Stéphanie Ghislain, of the Eurogroup for Animals, said: “Around 2016 or 2017, the Japanese started to come to France to investigate where they could buy horses.”. Much of the trade has been centred in the north-western region of Brittany, with the animals transported from France to Japan by plane, she added.
While France’s agriculture ministry described the transport of live animals as a “major concern”, it said in a statement that the “increase in Japanese demand for French horses is a sign of the excellence of our industry”.
For live exports transported by plane, the ministry said checks are organised by local authorities at departure airports. EU transport standards have been set out to avoid overcrowding or risk of injury, it added. “The natural movements of the animals should not be hindered and access for care needs to be available.”
Eurogroup for Animals, an animal welfare organisation, has said that there are not, as yet, any harmonised standards on vehicles used for equine transport.
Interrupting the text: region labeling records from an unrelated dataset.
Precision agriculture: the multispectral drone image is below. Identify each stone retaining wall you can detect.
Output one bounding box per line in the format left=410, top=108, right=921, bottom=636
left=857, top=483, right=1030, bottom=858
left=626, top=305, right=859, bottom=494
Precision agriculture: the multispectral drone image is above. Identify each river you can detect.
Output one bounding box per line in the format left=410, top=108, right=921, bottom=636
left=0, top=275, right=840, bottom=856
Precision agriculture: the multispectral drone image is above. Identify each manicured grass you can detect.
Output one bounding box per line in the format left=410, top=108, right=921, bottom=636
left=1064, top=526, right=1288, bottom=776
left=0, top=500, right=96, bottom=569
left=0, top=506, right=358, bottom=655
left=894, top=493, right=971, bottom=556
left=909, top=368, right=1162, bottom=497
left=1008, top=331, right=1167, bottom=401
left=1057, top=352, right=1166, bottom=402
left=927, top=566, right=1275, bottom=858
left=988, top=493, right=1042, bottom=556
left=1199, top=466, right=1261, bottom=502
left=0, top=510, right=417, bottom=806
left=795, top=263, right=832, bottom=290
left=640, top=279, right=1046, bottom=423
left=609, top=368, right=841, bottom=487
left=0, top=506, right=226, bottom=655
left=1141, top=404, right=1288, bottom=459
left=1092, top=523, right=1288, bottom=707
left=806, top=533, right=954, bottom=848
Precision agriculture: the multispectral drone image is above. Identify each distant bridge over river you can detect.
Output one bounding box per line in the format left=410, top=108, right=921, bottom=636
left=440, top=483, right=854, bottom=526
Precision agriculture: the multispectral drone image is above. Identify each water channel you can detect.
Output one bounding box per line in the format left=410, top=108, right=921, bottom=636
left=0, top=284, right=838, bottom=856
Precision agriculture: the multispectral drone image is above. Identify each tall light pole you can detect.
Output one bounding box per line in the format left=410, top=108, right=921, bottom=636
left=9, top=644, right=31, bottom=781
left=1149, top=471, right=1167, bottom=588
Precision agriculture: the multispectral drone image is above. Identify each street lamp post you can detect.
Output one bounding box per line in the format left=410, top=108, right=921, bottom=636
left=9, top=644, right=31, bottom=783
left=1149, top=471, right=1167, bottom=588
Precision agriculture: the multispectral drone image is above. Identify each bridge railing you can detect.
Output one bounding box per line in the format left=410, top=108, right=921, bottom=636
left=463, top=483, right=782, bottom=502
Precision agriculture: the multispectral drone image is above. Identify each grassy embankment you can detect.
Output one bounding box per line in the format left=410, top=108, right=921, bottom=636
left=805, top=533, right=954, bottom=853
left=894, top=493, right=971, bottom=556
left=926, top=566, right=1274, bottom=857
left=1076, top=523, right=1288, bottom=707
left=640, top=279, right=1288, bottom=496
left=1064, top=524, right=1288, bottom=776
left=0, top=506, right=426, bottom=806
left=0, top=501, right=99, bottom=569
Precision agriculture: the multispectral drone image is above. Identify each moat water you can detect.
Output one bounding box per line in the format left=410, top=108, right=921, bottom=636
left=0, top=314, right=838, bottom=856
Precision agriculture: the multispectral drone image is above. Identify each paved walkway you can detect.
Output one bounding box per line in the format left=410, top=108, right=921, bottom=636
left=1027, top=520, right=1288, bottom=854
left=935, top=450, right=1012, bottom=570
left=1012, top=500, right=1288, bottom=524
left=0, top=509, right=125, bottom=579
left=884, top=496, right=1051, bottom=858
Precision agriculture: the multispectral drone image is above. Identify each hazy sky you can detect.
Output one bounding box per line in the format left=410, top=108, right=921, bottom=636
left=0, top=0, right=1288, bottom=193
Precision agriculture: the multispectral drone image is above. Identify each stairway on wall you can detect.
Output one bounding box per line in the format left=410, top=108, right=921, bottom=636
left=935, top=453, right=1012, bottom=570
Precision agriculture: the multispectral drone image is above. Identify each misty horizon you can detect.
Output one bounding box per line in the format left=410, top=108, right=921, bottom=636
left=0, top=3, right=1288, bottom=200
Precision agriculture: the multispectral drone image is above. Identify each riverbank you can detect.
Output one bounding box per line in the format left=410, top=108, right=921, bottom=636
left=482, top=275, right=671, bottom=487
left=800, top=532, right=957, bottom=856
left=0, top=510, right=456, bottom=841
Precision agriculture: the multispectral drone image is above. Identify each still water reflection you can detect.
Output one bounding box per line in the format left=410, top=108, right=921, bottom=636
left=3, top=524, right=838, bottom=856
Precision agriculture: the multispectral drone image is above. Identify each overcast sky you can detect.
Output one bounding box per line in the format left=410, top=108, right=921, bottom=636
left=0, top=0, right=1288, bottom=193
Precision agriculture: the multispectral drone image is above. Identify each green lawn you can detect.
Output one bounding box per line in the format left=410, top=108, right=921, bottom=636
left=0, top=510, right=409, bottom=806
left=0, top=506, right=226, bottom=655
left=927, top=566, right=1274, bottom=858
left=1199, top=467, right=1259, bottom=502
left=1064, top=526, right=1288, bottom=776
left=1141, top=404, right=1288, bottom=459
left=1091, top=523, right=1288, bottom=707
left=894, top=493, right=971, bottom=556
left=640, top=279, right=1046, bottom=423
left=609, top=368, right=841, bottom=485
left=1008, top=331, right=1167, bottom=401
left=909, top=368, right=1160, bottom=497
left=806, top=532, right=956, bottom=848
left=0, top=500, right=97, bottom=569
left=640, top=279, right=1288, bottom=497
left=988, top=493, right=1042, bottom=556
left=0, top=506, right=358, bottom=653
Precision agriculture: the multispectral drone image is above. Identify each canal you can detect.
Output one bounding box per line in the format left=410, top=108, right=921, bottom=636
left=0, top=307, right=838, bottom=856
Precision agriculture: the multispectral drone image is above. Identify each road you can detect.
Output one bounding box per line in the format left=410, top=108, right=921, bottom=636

In Canada, protesters from groups such as the Canadian Horse Defence Coalition have for years demonstrated against the flights, usually of 90 to 110 horses and departing early in the morning. The campaigners want a ban on the export of live horses for slaughter but also on the slaughter in Canada of horses for human consumption.

“It’s inhumane,” said Sinikka Crosland of the non-profit organisation. “Those crates are the size of a single conventional horse stall – what people would normally keep one horse in – and they’re putting up to three or four horses into these crates.”
Access to information requests filed by the organisation reveal some of the issues encountered during transport. In 2014, a horse described by a handler as “agitated upon loading” kicked through its crate and left a large hole in the aircraft fuselage. After the plane made an emergency landing in Anchorage, Alaska, it was discovered that the horse had died onboard.
Last year, five horses fell during a flight, including one that died. “It seems like [sic] dead one laid down right after departure and has been doing so all the way to Japan, so we assume it got sick before or during the loading process,” the government correspondence noted. The four others were able to stand for unloading, though they “did not show physical strength”, the document added.